Posted on Wednesday, 5th October 2011 by Keane Unclaimed Property Team
Over the past few months, Keane has blogged about some of the issues that have recently come to light in the life insurance industry – and how many life insurance companies have found themselves under scrutiny from a beneficiary communication and unclaimed property perspective. As a result, the life insurance industry is starting to see some regulatory changes that will impact the way they communicate with policyholders and beneficiaries. In fact, just last week, California passed two laws intended to tighten consumer protections on retained asset accounts (RAAs).

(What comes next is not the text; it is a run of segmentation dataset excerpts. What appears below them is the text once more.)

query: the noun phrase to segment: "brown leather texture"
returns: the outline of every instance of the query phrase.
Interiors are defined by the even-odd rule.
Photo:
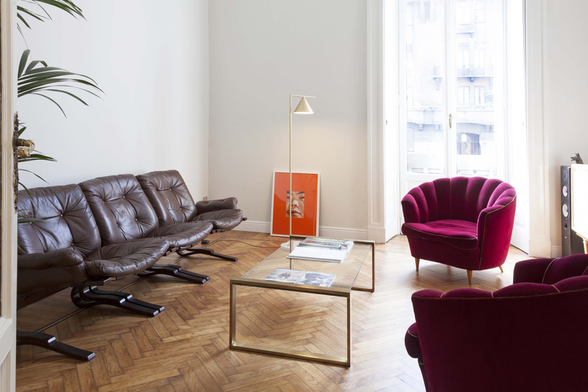
[[[169,241],[169,247],[191,246],[196,244],[212,231],[210,222],[176,223],[158,227],[151,232],[150,237],[165,238]]]
[[[215,230],[230,230],[243,220],[243,211],[239,209],[209,211],[196,215],[193,220],[209,222]]]
[[[178,170],[151,172],[137,179],[155,210],[159,226],[184,223],[196,216],[194,200]]]
[[[155,264],[169,247],[165,239],[107,245],[86,257],[86,270],[90,276],[133,275]]]
[[[100,246],[94,217],[78,185],[48,186],[18,192],[19,215],[46,223],[18,225],[19,253],[36,253],[72,247],[87,256]]]
[[[103,246],[145,238],[158,226],[155,211],[133,175],[100,177],[79,186],[96,219]]]
[[[71,247],[17,257],[16,293],[59,290],[86,280],[83,256]]]
[[[196,209],[199,214],[218,210],[230,210],[236,208],[237,208],[236,197],[201,200],[196,203]]]
[[[195,205],[178,170],[151,172],[137,176],[137,179],[155,210],[160,226],[205,221],[212,223],[212,230],[224,230],[236,227],[243,220],[243,212],[237,209],[235,197]]]

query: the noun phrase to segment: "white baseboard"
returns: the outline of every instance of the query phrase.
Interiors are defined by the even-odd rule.
[[[386,238],[386,227],[368,226],[368,239],[383,244],[389,239]]]
[[[552,257],[562,257],[561,245],[552,245]]]
[[[551,241],[530,239],[529,240],[529,255],[532,257],[552,257]]]
[[[248,220],[241,222],[233,230],[255,233],[269,233],[270,228],[271,225],[269,222]],[[348,227],[319,226],[319,235],[335,238],[349,238],[352,240],[365,240],[368,239],[368,230]]]

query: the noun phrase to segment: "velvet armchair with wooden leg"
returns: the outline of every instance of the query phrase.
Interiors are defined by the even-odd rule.
[[[502,270],[514,223],[516,192],[483,177],[425,182],[402,199],[405,223],[416,270],[421,259],[473,271]]]

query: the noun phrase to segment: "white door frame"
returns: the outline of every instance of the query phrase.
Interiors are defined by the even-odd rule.
[[[527,143],[529,161],[529,254],[552,256],[547,130],[543,126],[544,0],[527,0]]]
[[[16,220],[14,211],[12,22],[15,0],[0,3],[0,391],[16,388]]]

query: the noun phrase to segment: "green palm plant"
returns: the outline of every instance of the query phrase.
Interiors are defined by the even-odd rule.
[[[82,9],[70,0],[20,0],[20,4],[16,7],[16,16],[19,20],[24,24],[25,26],[31,29],[31,25],[26,20],[28,17],[32,17],[42,22],[52,19],[49,13],[45,11],[43,5],[56,7],[68,12],[76,19],[78,16],[79,16],[85,19],[82,14]],[[31,8],[31,5],[36,7],[36,9],[33,11],[34,8]],[[17,24],[17,28],[24,39],[24,35],[22,33],[19,24]],[[78,90],[81,90],[98,98],[101,98],[96,93],[103,93],[104,92],[98,86],[96,82],[91,78],[79,73],[70,72],[62,68],[50,67],[45,61],[41,60],[34,60],[29,62],[30,53],[31,51],[27,49],[22,52],[22,55],[21,56],[18,66],[17,85],[19,97],[29,94],[39,95],[57,105],[61,112],[64,113],[64,116],[66,117],[67,116],[65,115],[65,112],[61,106],[48,94],[52,93],[65,94],[77,99],[86,106],[88,105],[85,101],[69,90],[75,89],[76,90],[72,90],[72,91],[76,92]],[[35,144],[32,140],[20,139],[21,135],[26,129],[26,127],[24,126],[22,123],[18,122],[18,119],[16,122],[18,126],[16,135],[16,142],[20,146],[17,150],[17,167],[20,163],[32,160],[55,162],[56,160],[54,158],[34,149]],[[44,179],[31,170],[18,168],[18,171],[28,172],[45,182],[47,182]],[[28,188],[20,181],[18,182],[18,184],[26,192],[29,197],[31,197]],[[17,214],[17,222],[18,223],[46,223],[45,220],[38,219],[34,215],[21,215],[20,211],[18,211]]]
[[[21,4],[23,5],[16,6],[16,17],[18,18],[21,22],[24,24],[25,26],[29,29],[31,28],[31,25],[26,21],[25,16],[30,16],[41,22],[51,19],[51,15],[45,11],[43,7],[43,4],[56,7],[59,9],[65,11],[76,19],[78,16],[80,16],[84,19],[86,19],[82,14],[82,9],[69,0],[21,0]],[[32,8],[31,8],[31,5],[34,6],[35,11],[32,11]],[[41,12],[45,15],[42,15]],[[16,28],[18,29],[18,31],[22,35],[23,38],[24,38],[19,24],[17,24]]]
[[[70,72],[62,68],[48,66],[47,63],[42,60],[31,61],[27,65],[30,53],[31,50],[28,49],[23,52],[18,65],[18,93],[19,97],[28,94],[40,95],[56,105],[64,115],[65,116],[65,112],[64,111],[61,106],[55,100],[46,95],[46,92],[51,91],[66,94],[74,97],[86,106],[88,105],[85,101],[75,94],[64,90],[62,88],[83,90],[98,98],[101,97],[87,89],[92,89],[95,91],[104,92],[96,85],[94,79],[89,76],[75,72]],[[79,85],[76,86],[75,85]],[[80,86],[83,86],[83,87]],[[62,88],[55,88],[57,87]],[[43,92],[45,93],[41,93],[40,92]]]

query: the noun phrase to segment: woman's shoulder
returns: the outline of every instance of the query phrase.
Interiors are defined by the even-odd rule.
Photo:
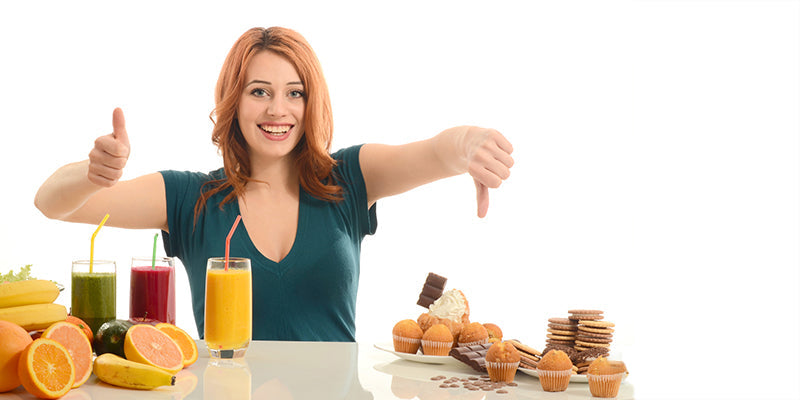
[[[199,187],[207,182],[225,179],[224,168],[208,172],[178,170],[164,170],[159,172],[161,176],[164,177],[164,185],[166,186]]]

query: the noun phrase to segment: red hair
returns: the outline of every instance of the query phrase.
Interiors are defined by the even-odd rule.
[[[333,119],[328,85],[314,50],[299,33],[280,27],[252,28],[233,44],[220,71],[215,91],[216,107],[211,113],[214,130],[211,141],[222,154],[225,179],[203,184],[211,189],[202,190],[195,204],[195,218],[208,199],[228,188],[233,188],[220,203],[222,206],[244,194],[251,181],[251,165],[247,143],[236,117],[239,101],[245,86],[245,71],[253,56],[271,51],[286,58],[297,70],[306,93],[303,125],[305,134],[292,151],[300,176],[300,185],[312,196],[326,200],[341,200],[342,188],[331,179],[336,160],[330,156],[333,136]]]

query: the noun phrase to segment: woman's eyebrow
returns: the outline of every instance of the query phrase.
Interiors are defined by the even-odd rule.
[[[254,80],[250,81],[250,83],[248,83],[248,84],[247,84],[247,86],[250,86],[250,85],[252,85],[252,84],[256,84],[256,83],[257,83],[257,84],[262,84],[262,85],[270,85],[270,86],[272,86],[272,82],[269,82],[269,81],[262,81],[262,80],[259,80],[259,79],[254,79]],[[301,86],[302,86],[302,85],[303,85],[303,82],[300,82],[300,81],[294,81],[294,82],[287,82],[286,84],[287,84],[287,85],[301,85]]]

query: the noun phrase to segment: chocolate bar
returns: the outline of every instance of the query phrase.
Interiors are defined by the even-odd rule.
[[[422,286],[422,292],[419,294],[417,304],[425,308],[430,307],[436,299],[442,296],[446,283],[447,278],[436,275],[433,272],[428,273],[425,284]]]
[[[475,344],[472,346],[454,347],[450,356],[469,365],[478,372],[486,372],[486,352],[493,343]]]

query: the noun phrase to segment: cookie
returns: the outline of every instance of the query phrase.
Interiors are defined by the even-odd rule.
[[[591,328],[588,326],[581,326],[578,328],[578,333],[581,332],[589,332],[589,333],[597,333],[601,335],[610,335],[614,333],[614,329],[612,328]]]
[[[585,336],[578,336],[575,341],[581,341],[584,343],[611,343],[611,339],[606,338],[593,338],[593,337],[585,337]]]
[[[584,342],[582,340],[576,340],[575,341],[575,345],[576,346],[581,346],[581,347],[584,347],[584,348],[587,348],[587,349],[590,348],[590,347],[609,347],[610,346],[609,343],[592,343],[592,342]]]
[[[564,346],[572,346],[575,344],[574,340],[547,339],[545,342],[547,343],[548,346],[551,344],[560,344]]]
[[[614,335],[612,335],[611,333],[594,333],[594,332],[587,332],[587,331],[578,331],[576,336],[599,337],[599,338],[611,339]]]
[[[547,322],[559,325],[575,325],[575,322],[570,321],[569,318],[550,318],[547,320]]]
[[[608,321],[597,321],[597,320],[586,319],[586,320],[579,320],[578,325],[588,326],[591,328],[611,328],[614,326],[614,323]]]
[[[602,310],[569,310],[570,314],[602,314]]]
[[[569,319],[573,321],[595,321],[603,319],[603,316],[600,314],[572,314],[569,316]]]
[[[550,329],[558,329],[558,330],[561,330],[561,331],[570,331],[570,332],[574,332],[574,331],[578,330],[578,324],[564,325],[564,324],[552,324],[551,323],[551,324],[547,324],[547,327],[550,328]]]
[[[575,337],[575,332],[576,332],[576,331],[562,331],[553,328],[550,328],[547,331],[552,333],[553,335],[570,336],[570,337]]]
[[[575,336],[562,336],[562,335],[553,335],[553,334],[548,334],[547,338],[548,339],[553,339],[553,340],[565,340],[565,341],[575,340]]]

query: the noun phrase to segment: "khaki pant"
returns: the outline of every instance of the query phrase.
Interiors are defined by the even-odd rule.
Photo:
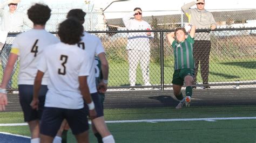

One of the laws, S.B. 599, repeals the current law that had previously allowed insurers to require beneficiaries to receive their life insurance proceeds only through an RAA. The new law now requires life insurers to obtain a beneficiary’s written declaration as to how he/she wants to receive a benefit payment. California State Insurance Commissioner Dave Jones asked the state legislature to pass this law because of the issues RAA accounts can present. Retained asset accounts appear similar to a checking account, however retailers do not readily accept RAA drafts, and some RAAs have minimum draft requirements. In addition, RAAs are not protected by federal deposit insurance, making the accounts not only hard to access, but also not ideal from a consumer perspective.
Under the new law, insurers can also set up an RAA if the beneficiary fails to make a decision and if the declaration form clearly disclosed that the default benefits payment mechanism was an RAA.